Less appealing, as they age, nettles get more tattered and smell unhappily of cat urine. In their bedraggled phase, they seem less medicinal and more capable of lashing out with a quick bite, just waiting to ambush a small grandchild going out to feed the sheep. If you are four years old, and have no need to counter arthritis, the sting is just mean.
Still, I have made my peace with nettle. I know what it has to offer. Even Weeds of North America, often alarming, is complacent about the stinging nettle, declaring it of “little economic importance,” which means it rarely gets in the way of human profit.
. . .The Thistle
Like nettle, thistle loves the sheep pen. But thistle bristles hurt more deeply than nettle sting. Thistle has a fluffy purple flower, smaller than but similar to its benevolent cousin, the artichoke. According to some sources, thistle parts are edible—their peeled stalks are even described as “delicious,” but I know no one who eats it. My sheep have certainly not gotten the message; like me, they are deterred by the thistle spines.
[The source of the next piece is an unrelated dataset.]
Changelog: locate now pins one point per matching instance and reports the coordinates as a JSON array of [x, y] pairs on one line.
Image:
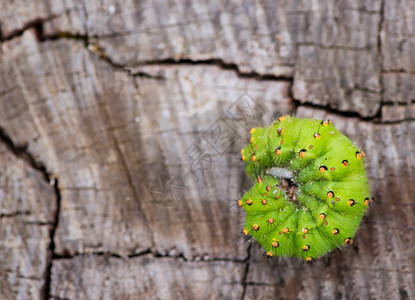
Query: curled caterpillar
[[311, 189]]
Thistle is hard to eradicate, it spreads widely, wildly through its root system. We can mow much of the pasture to help control it, but mowing must be frequent, and the edges are harder to reach. Each plant can let loose 1,200 seeds; each seed can live 21 years.
When I weed thistle, my goal is to keep it from blooming. I start out mindfully, especially of the ache in my left lower back that does not like me to bend over too much, and certainly does not like me to tug. But after a while, mindfulness fades, and I am ripping, scraping, and bending, a pile of thistle growing. When I’m done, I can’t figure out if I like what I have better than what I had: the short, spiky stalks still standing, the pile of dying vegetation, the disrupted look that I don’t have energy to smooth over. At least, I tell myself, I can get to the barn door without threat.
Reading Weeds of North America, I feel fairly confident we have Canada thistle. According to the Skagit County weed criminal code, Canada thistle is a Class C problem, far from desirable, but not as unwanted as the milk thistle, a Class A felon.
Eventually, I google “eradicating thistle”. The common solution, it seems, is glysophate, also known as Round-Up, widely used, and widely implicated in harm to both humans and amphibians. Ahh. Yes. Perhaps it is a matter of preference. Mine is for the frog song in the evening.
. . .
Three plants in, and I have barely scratched the surface of my weedy ground. There are hundreds of pages left in Weeds of North America. I am left with many questions: why, for example, do I prefer the flowers I plant to the ones which cheerfully volunteer to grow? Or, even more perplexing, why do I weed and discard dandelions on a Wednesday, and then buy dandelion tea in a box on Thursday?
The one thing I can safely say is that I’m becoming more philosophical about my lack of control. 1,200 seeds, indeed. And I’m learning, too, that a weedy garden is fertile ground for meditation.